Sosok Chandra Halim alias Akiong, sosok penyandang dana Freddy Budiman.

Hal itu pernah disampaikan oleh Badan Narkotika Nasional (BNN) bahwa Freddy Budiman bukan pengedar narkoba kelas kakap di Indonesia atau gembong besar.

Melainkan, masih ada gembong narkoba yang jauh lebih disegani dari terpidana hukuman mati kasus narkoba tersebut.

Chandra Halim alias Akiong disebut-sebut sebagai penyandang dana Freddy Budiman.

"Yang lebih besar itu penyandang dananya Freddy, Akiong alias Chandra Halim. Kalau cuman Freddy terlalu gampang lah masih kelas kacang," Ungkap Kabag Humas BNN saat itu yang bernama Slamet Pribadi, Sabtu (6/8/2016).

Freddy Budiman disebutkan hanya sebagai pengedar narkoba yang pintar mencari sensasi dalam berbagai persoalan hukum yang telah menjeratnya. Keluar masuk penjara hingga menuai kontroversi lantaran mengatur peredaran narkoba ketika dirinya dipenjara.

Hal senada disampaikan juga oleh Mantan Deputi Pemberantasan BNN, Irjen (Purn) Benny Mamoto yang menyebutkan bahwa Freddy Budiman hanya bagian kecil dalam gurita atau bisnis barang haram narkoba di Indonesia.

Perlu diketahui, Chandra Halim alias Akiong merupakan terpidana hukuman seumur hidup dalam kasus penyelundupan 1,4 juta pil ekstasi. 

Akiong tetangga rumah Ahok di penjaringan ini merupakan salah seorang bos besar bandar narkoba. Bahkan, bisa berhubungan secara langsung dengan pabrik narkoba China.

Aliran dana Chandra Halim


Kolase foto Chandra Halim alias Akiong (kiri) dan terpidana hukuman mati Freddy Budiman (kanan).

Dari temuan tim pencari fakta aliran dana narkoba Freddy Budiman, ternyata ada uang senilai Rp688 juta yang masuk ke penyidik polisi yang pada saat itu berpangkat perwira menengah dengan inisial AKBP KPS yang diberikan oleh Akiong.

Tim pencari fakta atas dugaan aliran dana terpidana mati narkoba Freddy Budiman mengaku menemukan sejumlah aliran dana narkoba selain dari Freddy.

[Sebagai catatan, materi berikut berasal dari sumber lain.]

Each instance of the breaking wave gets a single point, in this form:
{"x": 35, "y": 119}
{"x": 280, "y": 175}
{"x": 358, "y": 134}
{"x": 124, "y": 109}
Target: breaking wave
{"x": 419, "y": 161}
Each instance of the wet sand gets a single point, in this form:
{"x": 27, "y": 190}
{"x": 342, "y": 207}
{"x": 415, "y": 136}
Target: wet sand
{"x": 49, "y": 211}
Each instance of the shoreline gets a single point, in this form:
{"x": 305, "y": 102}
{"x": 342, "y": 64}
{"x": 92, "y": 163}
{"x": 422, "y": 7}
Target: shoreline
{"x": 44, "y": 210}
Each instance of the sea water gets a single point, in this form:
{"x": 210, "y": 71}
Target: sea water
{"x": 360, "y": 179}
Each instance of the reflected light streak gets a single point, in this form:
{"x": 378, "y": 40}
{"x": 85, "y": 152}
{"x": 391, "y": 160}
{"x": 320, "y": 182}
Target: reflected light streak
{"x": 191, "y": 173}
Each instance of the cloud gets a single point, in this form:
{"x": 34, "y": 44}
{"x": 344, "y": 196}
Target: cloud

Jumlahnya bervariasi, mulai dari Rp25 juta, Rp50 juta, Rp75 juta, Rp700 juta serta hingga di atas Rp1 miliar.

Kepolisian masih merahasiakan siapa pemberi dan penerima aliran dana tersebut. Namun ada satu yang mencuat yakni aliran dana dari gembong narkoba terbesar di Indonesia yakni Chandra Halim alias Akiong senilai Rp668 juta kepada seorang perwira polisi.

Akan tetapi, kepolisian saat itu masih merahasikan siapa pemberi dan penerima aliran dana tersebut. Namun ada satu yang mencuat yakni aliran dana dari gembong narkoba terbesar di Indonesia yakni Chandra Halim alias Akiong senilai Rp688 juta kepada seorang perwira polisi.

BNN Sita aset fantastis hasil narkoba jaringan Akiong

Terpidana hukuman mati Freddy Budiman.

Badan Narkotika Nasional (BNN) berhasil mengungkap Tindak Pidana Pencucian Uang (TPPU) kejahatan narkoba yang berasal dari jaringan Chandra Halim alias Akiong.

Aset yang disita jumlahnya fantastis mencapai Rp29 miliar lebih. Akiong diketahui masih memiliki hubungan dengan mafia narkoba Freddy Budiman.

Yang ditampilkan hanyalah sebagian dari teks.